10000(1.02)^n = 15000 , where n is the number of quarter years.
1.02^n = 1.5
take log of both sides
log 1.02^n = log 1.5
n log 1.02 = log 1.5
n = log 1.5/log 1.02 = 20.475 quarters
= 5.12 years , 20.475 quarters or 61.4 months
take your pick
To determine how long it will take for the $10,000 investment to grow into $15,000 at an interest rate of 8% compounded quarterly, we can use the compound interest formula:
A = P(1 + r/n)^(nt),
where:
A = the final amount ($15,000),
P = the principal amount ($10,000),
r = the annual interest rate (8% = 0.08),
n = the number of times the interest is compounded per year (quarterly = 4 times),
t = the number of years.
We need to solve the formula for t, which represents the time required.

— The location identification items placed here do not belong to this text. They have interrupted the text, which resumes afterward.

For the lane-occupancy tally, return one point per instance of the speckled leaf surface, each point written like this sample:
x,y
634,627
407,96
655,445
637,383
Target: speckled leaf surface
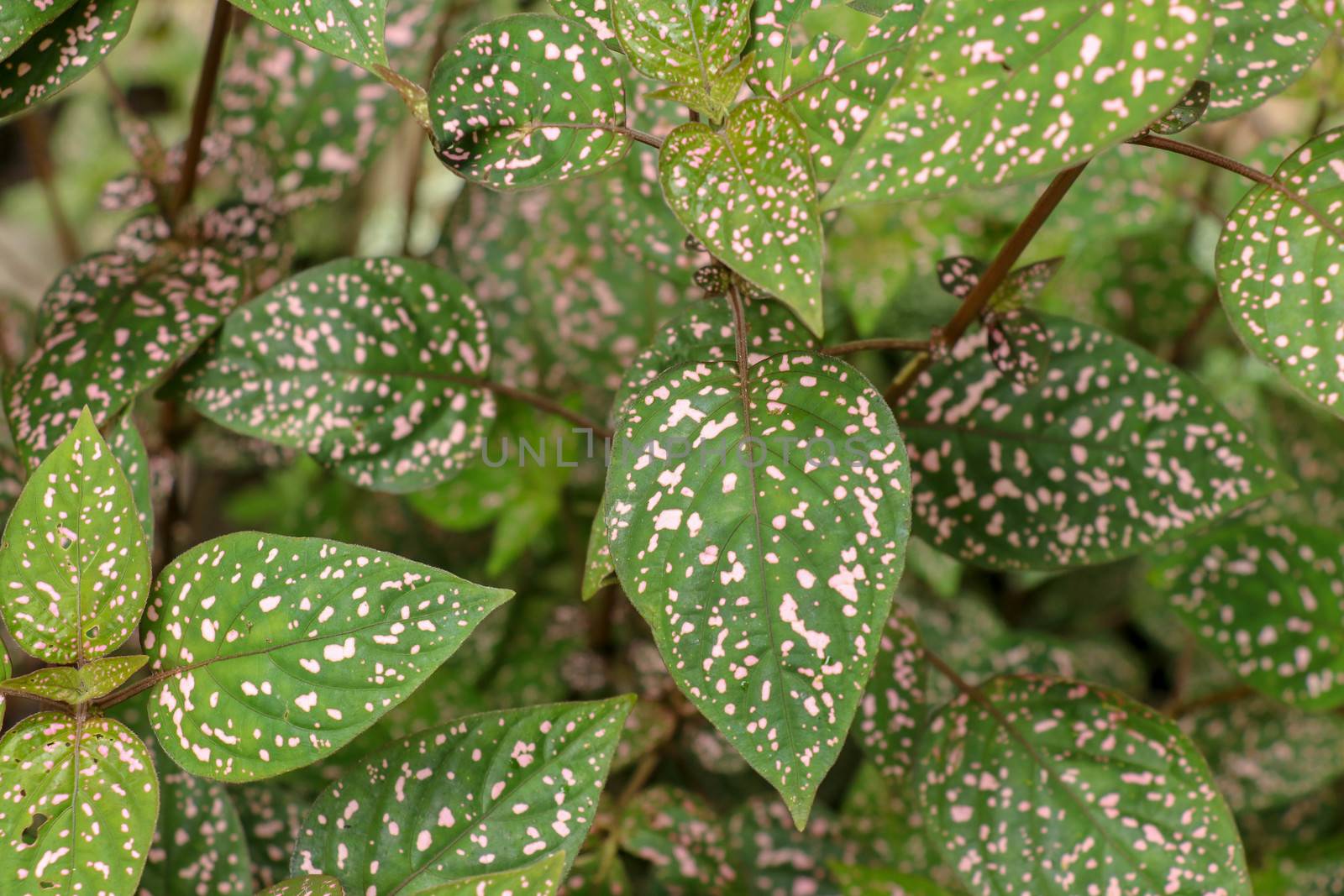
x,y
62,53
351,29
111,327
1112,452
748,194
682,42
20,19
74,564
538,879
94,789
1269,602
280,651
1258,50
528,101
1281,270
201,846
371,365
893,710
71,684
995,93
1084,789
486,794
759,526
306,886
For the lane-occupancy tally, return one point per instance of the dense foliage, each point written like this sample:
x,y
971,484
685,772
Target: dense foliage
x,y
648,446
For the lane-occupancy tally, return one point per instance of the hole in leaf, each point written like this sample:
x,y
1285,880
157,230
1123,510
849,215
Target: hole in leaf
x,y
30,833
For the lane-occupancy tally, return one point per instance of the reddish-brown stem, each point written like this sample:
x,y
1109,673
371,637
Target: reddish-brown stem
x,y
878,345
994,277
37,140
201,105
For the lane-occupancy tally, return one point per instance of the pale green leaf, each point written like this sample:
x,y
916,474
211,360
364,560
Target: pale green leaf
x,y
992,93
1281,270
306,886
111,327
351,31
538,879
1258,50
748,194
759,530
1084,789
1267,600
276,652
62,53
201,846
20,19
78,801
488,793
553,113
71,684
74,564
371,365
683,42
1112,452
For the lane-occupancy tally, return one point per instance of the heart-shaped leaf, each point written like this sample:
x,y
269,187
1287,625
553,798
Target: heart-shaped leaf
x,y
71,684
1112,452
353,31
748,194
526,101
62,53
1267,600
1281,270
112,325
276,652
683,42
373,365
992,96
1085,789
488,793
759,520
20,19
78,801
74,566
1258,50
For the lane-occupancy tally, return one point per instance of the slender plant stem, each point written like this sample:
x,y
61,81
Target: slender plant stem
x,y
1211,157
994,277
201,105
37,140
879,345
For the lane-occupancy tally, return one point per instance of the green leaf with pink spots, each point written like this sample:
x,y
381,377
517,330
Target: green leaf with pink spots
x,y
74,564
1281,270
1084,789
276,652
62,53
538,879
77,684
748,194
1269,602
351,31
373,365
759,524
112,327
1110,452
528,101
1258,51
994,94
20,19
78,801
683,42
484,794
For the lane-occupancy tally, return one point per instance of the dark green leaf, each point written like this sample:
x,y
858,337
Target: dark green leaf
x,y
277,651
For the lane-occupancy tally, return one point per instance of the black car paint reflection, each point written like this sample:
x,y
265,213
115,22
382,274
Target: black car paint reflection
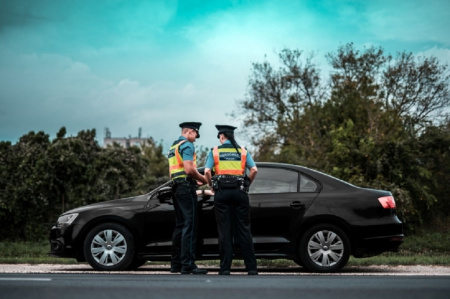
x,y
296,213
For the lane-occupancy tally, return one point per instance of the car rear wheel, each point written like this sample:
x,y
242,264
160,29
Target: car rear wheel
x,y
324,248
109,246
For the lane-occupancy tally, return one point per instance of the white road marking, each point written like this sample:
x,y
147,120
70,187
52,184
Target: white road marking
x,y
24,279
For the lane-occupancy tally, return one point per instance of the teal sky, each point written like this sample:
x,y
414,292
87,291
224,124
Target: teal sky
x,y
125,64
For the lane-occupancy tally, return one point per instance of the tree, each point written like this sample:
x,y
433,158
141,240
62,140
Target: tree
x,y
371,125
277,101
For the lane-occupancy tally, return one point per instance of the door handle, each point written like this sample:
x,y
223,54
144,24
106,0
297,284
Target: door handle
x,y
297,205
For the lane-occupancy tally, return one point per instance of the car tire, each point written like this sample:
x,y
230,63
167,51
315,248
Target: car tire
x,y
324,248
109,247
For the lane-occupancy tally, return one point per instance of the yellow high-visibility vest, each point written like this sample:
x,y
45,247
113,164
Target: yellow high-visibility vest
x,y
176,166
227,161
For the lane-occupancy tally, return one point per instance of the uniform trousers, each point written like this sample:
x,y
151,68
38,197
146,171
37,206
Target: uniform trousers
x,y
184,236
232,210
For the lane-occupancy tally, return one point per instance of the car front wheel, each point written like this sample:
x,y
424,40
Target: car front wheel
x,y
109,246
324,248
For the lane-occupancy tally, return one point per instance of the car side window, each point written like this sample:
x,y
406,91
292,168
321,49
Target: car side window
x,y
307,184
274,180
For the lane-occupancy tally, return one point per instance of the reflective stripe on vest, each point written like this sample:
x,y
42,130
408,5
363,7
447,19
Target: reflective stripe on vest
x,y
228,162
176,166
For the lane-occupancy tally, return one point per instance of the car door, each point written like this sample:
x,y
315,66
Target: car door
x,y
279,197
159,222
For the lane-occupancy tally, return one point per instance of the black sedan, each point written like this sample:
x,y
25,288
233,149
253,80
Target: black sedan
x,y
296,213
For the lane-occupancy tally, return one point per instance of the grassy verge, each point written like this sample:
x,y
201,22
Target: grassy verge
x,y
427,248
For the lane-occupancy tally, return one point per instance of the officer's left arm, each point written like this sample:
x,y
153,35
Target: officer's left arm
x,y
252,166
208,166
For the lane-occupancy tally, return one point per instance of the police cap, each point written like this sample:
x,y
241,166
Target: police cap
x,y
192,125
224,128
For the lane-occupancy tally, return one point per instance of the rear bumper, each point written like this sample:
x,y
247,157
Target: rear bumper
x,y
377,245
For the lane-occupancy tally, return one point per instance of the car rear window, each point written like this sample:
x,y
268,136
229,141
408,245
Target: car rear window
x,y
274,180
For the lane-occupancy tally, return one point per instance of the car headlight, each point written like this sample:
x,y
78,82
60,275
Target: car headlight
x,y
66,219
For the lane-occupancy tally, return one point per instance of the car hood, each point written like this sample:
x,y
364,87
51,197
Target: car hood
x,y
129,201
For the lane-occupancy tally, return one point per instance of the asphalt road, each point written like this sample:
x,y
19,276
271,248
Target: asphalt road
x,y
150,281
107,286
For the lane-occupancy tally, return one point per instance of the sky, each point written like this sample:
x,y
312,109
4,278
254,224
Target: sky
x,y
152,64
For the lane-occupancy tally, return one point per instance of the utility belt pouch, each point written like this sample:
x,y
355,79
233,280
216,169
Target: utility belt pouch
x,y
227,182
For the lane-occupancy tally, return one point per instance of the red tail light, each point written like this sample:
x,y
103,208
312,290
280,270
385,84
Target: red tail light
x,y
387,202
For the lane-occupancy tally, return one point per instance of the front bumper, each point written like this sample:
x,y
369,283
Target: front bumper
x,y
61,245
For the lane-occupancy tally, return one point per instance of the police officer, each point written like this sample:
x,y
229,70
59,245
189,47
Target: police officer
x,y
231,203
184,174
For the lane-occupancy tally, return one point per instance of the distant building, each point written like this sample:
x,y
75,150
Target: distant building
x,y
124,142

Rearranging the formula, we have:
t = (log(A/P)) / (n * log(1 + r/n)).
Let's substitute the given values into the formula and calculate the result:
t = (log(15000/10000)) / (4 * log(1 + 0.08/4)).

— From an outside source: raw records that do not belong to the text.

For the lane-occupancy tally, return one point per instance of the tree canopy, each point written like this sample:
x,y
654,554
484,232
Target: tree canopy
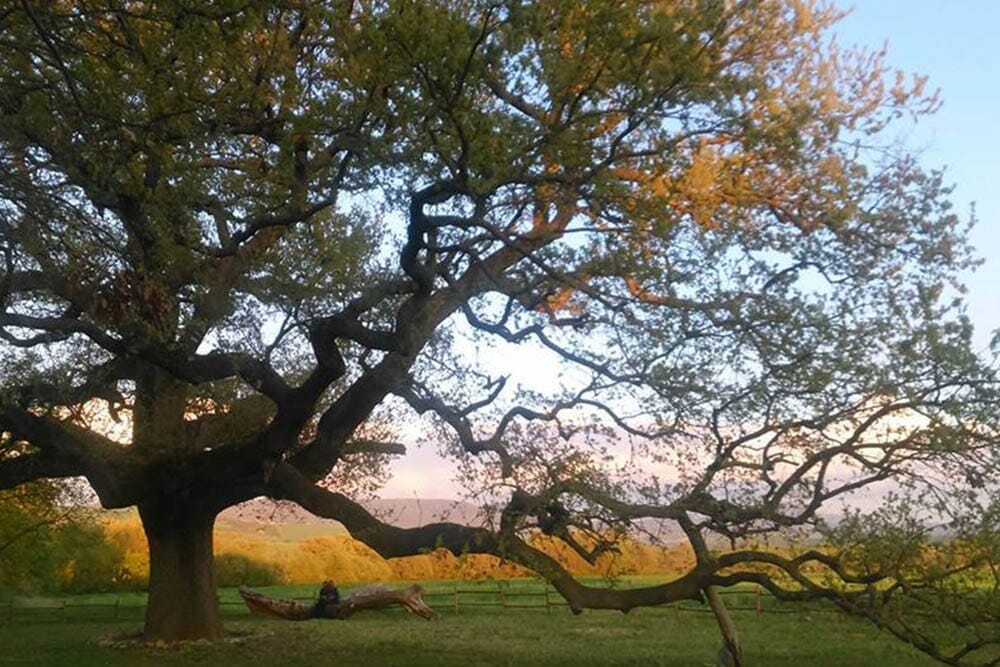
x,y
243,228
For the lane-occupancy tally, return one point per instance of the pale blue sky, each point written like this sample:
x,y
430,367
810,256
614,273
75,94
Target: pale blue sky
x,y
955,43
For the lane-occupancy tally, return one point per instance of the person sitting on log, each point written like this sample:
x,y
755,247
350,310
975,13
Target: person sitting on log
x,y
328,604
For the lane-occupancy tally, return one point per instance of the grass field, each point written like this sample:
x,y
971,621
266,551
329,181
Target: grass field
x,y
483,634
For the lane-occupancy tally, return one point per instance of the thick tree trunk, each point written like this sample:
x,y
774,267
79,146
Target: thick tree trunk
x,y
182,594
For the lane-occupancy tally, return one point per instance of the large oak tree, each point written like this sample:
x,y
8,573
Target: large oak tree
x,y
242,226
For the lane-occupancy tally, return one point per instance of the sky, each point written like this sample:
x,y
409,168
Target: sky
x,y
953,43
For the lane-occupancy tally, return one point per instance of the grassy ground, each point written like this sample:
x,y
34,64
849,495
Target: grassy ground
x,y
477,635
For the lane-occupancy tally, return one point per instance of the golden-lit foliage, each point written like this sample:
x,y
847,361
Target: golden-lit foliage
x,y
346,560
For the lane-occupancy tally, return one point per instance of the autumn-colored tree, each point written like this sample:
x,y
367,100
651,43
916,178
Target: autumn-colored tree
x,y
244,226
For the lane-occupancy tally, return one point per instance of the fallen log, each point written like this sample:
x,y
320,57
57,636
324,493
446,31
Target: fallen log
x,y
330,605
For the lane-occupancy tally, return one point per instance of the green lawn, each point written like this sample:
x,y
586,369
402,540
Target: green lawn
x,y
477,635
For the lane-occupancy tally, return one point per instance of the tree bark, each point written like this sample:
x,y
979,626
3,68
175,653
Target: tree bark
x,y
370,597
182,594
731,652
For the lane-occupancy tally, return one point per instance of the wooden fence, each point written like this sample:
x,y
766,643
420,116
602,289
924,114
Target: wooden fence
x,y
454,599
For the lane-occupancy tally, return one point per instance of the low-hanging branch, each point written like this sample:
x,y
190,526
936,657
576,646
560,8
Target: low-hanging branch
x,y
329,604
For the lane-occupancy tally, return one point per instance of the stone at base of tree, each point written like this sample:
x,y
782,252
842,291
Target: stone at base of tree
x,y
371,597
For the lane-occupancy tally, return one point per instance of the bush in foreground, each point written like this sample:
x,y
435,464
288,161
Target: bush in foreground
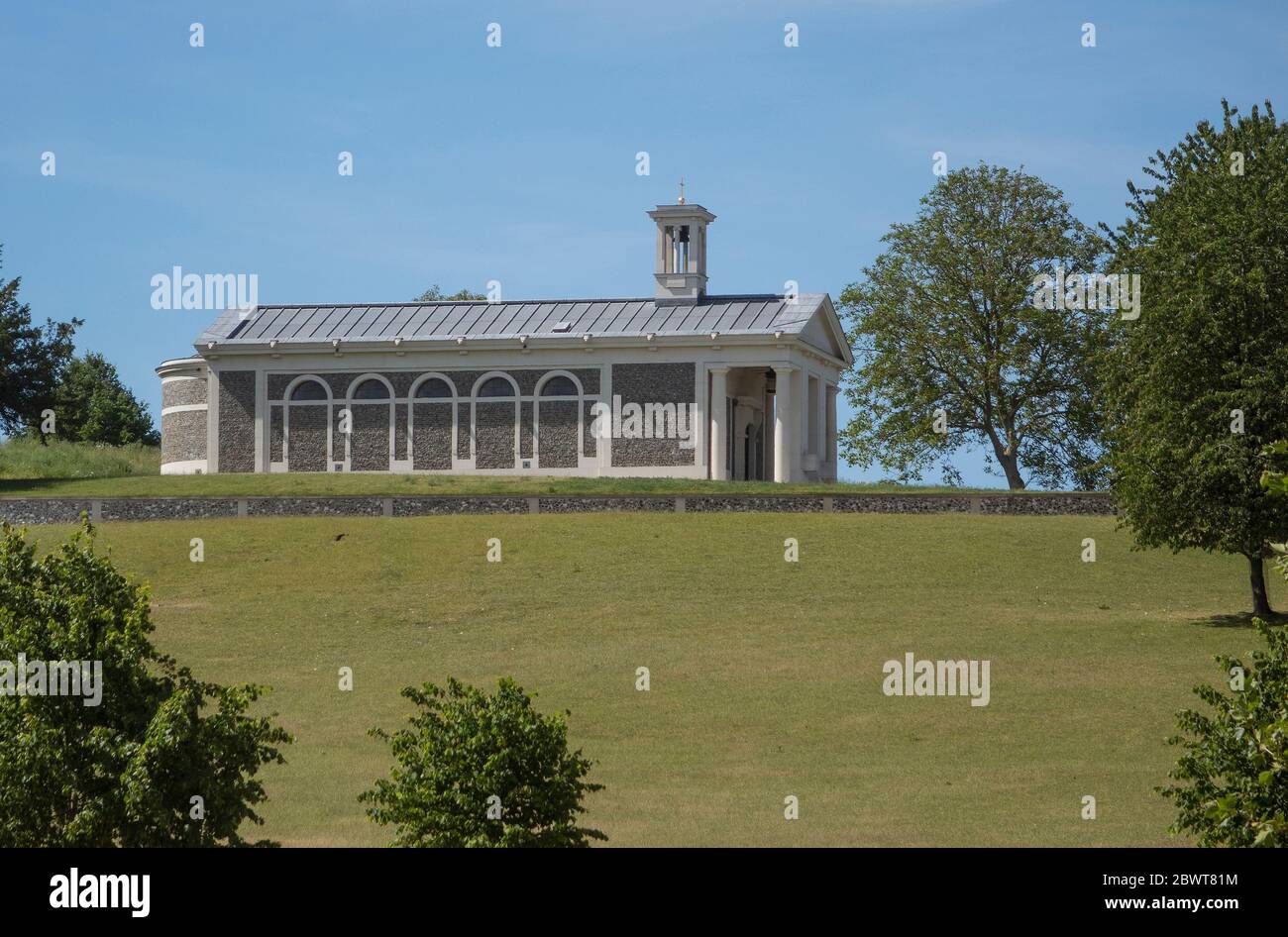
x,y
482,770
123,770
1235,762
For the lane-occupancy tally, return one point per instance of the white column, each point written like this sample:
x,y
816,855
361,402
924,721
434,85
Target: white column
x,y
719,424
831,433
820,426
785,415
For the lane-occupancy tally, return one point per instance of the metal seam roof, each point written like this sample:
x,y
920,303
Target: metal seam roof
x,y
601,317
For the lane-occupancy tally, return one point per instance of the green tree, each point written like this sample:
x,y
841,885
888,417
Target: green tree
x,y
93,405
1197,386
436,295
944,319
33,360
483,770
1233,774
121,772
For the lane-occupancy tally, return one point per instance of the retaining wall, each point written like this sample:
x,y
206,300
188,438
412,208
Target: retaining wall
x,y
54,510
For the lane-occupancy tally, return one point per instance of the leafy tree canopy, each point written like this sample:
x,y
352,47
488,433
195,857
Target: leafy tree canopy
x,y
91,405
480,769
944,319
436,295
125,772
1233,773
33,360
1197,386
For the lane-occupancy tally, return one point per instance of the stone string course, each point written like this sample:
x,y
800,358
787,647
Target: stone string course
x,y
68,510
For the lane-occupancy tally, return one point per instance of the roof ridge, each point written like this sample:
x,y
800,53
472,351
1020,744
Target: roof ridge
x,y
476,303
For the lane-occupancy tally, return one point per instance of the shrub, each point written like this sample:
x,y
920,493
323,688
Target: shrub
x,y
482,770
125,772
1235,761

t = (log(1.5)) / (4 * log(1.02)).
t = (0.1761) / (4 * 0.0069).
t = 0.1761 / 0.0276.
t ≈ 6.38.
Therefore, it will take approximately 6.38 years for the $10,000 investment to grow into $15,000 at an interest rate of 8% compounded quarterly.

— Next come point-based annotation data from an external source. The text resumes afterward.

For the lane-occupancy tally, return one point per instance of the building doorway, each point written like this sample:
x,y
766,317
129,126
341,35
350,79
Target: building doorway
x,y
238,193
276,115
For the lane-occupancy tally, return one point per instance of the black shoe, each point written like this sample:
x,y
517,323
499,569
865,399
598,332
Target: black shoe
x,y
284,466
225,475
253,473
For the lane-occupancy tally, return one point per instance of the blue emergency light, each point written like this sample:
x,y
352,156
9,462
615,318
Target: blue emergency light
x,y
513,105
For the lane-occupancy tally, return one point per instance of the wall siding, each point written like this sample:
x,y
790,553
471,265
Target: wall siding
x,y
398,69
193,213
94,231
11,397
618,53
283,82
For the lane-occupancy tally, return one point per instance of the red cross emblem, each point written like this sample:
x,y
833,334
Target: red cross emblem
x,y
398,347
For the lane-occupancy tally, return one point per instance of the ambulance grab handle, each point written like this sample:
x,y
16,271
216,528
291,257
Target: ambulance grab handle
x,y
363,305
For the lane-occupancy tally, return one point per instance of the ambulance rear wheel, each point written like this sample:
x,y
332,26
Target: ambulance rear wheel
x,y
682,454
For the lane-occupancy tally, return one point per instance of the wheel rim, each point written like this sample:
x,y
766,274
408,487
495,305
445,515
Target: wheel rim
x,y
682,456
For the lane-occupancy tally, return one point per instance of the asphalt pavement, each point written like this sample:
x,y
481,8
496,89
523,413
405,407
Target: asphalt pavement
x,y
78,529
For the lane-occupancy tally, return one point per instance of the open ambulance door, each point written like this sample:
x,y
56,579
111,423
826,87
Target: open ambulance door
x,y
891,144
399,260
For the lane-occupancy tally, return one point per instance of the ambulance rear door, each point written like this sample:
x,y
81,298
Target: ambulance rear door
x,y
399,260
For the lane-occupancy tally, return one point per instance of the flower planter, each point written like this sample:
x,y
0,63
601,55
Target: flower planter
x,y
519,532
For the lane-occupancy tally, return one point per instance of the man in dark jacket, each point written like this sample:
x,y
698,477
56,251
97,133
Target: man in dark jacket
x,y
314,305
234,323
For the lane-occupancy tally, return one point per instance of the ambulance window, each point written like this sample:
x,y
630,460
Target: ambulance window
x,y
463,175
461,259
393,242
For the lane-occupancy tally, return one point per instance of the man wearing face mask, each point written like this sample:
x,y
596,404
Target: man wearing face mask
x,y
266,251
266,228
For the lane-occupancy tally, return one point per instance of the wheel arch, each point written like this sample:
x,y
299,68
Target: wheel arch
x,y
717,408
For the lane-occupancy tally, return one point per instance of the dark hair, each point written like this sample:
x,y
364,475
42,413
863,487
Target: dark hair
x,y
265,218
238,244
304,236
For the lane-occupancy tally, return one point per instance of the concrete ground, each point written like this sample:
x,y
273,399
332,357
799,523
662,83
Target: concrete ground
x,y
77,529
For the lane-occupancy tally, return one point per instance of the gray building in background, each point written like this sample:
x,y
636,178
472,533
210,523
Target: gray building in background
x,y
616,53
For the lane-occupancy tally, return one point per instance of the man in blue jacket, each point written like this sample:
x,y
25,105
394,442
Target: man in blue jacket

To calculate how long it will take for the $10,000 to grow into $15,000 at an interest rate of 8% compounded quarterly, we can use the compound interest formula:
A = P(1 + r/n)^(n*t)
Where:
A = the future value (in this case $15,000)
P = the principal amount (in this case $10,000)
r = the annual interest rate (8% or 0.08 in decimal form)
n = the number of times the interest is compounded per year (4 for quarterly)
t = the number of years
Let's solve for t:
$15,000 = $10,000(1 + 0.08/4)^(4*t)
Divide both sides of the equation by $10,000:
1.5 = (1.02)^(4*t)
Take the natural logarithm (ln) of both sides:
ln(1.5) = ln(1.02)^(4*t)
Using the power rule of logarithms:
ln(1.5) = (4*t) * ln(1.02)
Rearrange the equation to solve for t:
t = ln(1.5) / (4 * ln(1.02))
Using a calculator, we can solve for t:
t ≈ 14.17 years
So, it will take approximately 14.17 years for the $10,000 to grow into $15,000 at an interest rate of 8% compounded quarterly.